This tool allows to make free-hand image annotations, useful in tasks such as gathering ground-truth segmentation masks or learning human salient areas. It was initially designed and implemented by Lucas Parzianello for his work on fractional iris recognition. It has been extended later to research on iris presentation attack detection and human salience-guided training.
- Dockerized application for simple deployment
- PostgreSQL DB <=> Django + Gunicorn + Nginx web server <= REST API => Vue-based SPA + Vuex
- Django Whitenoise to serve static files, CDN Ready
- Annotations stored in relational database
- Access control / user management
- Vuex handles state management and persistance to never lose annotations on the front-end
Before getting started you should have the following installed and running:
- Docker >= v19
- Docker Compose >= v1.25
Data upload via web interface if not possible yet, so the data needs to be mounted inside the container.

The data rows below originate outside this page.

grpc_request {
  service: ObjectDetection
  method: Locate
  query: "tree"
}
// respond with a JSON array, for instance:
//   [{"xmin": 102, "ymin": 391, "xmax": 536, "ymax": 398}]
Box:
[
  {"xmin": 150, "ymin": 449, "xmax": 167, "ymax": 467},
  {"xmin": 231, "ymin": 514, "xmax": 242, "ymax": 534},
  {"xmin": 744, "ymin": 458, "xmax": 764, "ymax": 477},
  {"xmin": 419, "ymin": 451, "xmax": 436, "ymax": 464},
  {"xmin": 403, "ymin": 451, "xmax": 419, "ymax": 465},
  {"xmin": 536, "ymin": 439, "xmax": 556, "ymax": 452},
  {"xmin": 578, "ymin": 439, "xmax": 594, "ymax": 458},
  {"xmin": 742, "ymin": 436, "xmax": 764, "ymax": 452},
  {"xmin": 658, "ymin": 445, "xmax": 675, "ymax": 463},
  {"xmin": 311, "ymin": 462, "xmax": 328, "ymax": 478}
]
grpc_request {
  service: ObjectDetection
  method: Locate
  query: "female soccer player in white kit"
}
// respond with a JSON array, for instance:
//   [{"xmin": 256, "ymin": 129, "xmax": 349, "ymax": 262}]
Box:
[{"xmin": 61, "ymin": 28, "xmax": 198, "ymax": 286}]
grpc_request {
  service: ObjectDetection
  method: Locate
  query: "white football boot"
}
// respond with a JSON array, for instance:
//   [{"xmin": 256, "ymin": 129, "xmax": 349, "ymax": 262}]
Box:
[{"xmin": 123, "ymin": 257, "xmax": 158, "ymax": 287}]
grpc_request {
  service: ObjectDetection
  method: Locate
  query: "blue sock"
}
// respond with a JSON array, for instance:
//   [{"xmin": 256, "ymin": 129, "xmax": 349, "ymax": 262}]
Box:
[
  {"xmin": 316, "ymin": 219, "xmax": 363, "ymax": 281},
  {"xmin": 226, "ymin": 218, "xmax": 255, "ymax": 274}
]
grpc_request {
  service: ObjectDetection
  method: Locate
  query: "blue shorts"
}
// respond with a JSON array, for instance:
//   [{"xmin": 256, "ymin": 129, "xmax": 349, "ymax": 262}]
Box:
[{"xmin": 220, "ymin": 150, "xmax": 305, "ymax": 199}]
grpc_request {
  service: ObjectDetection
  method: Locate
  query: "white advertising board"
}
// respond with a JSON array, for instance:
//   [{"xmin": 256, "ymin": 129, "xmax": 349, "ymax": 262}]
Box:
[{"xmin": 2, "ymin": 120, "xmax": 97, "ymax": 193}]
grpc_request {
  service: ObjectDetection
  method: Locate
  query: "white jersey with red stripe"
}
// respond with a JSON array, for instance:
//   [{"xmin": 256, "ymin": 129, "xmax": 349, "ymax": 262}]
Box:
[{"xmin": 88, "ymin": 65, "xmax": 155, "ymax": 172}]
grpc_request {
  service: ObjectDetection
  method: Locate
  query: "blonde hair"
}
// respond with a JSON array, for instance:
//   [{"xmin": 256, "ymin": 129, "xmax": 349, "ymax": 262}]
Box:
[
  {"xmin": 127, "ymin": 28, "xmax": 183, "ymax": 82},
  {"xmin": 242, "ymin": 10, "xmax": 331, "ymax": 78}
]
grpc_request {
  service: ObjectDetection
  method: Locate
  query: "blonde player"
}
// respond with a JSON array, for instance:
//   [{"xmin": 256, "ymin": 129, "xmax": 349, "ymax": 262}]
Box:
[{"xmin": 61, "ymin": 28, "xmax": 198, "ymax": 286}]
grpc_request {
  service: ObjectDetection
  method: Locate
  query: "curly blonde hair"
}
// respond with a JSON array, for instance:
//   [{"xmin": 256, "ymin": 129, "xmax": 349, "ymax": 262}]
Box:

If you have the images in the same machine, just put them in the expected location data/dataset/
by creating a symbolic link (below) or just moving your data.
ln -s $MY_DATASET_LOCATION $(pwd)/data/dataset
Your data/dataset/
directory should contain:
- A directory named
images
with all the image files. - A file named
metadata.csv
with the corresponding metadata.
If your dataset is remote (cloud or another computer), you might want to start using dvc
. Check the Integrating DVC session below.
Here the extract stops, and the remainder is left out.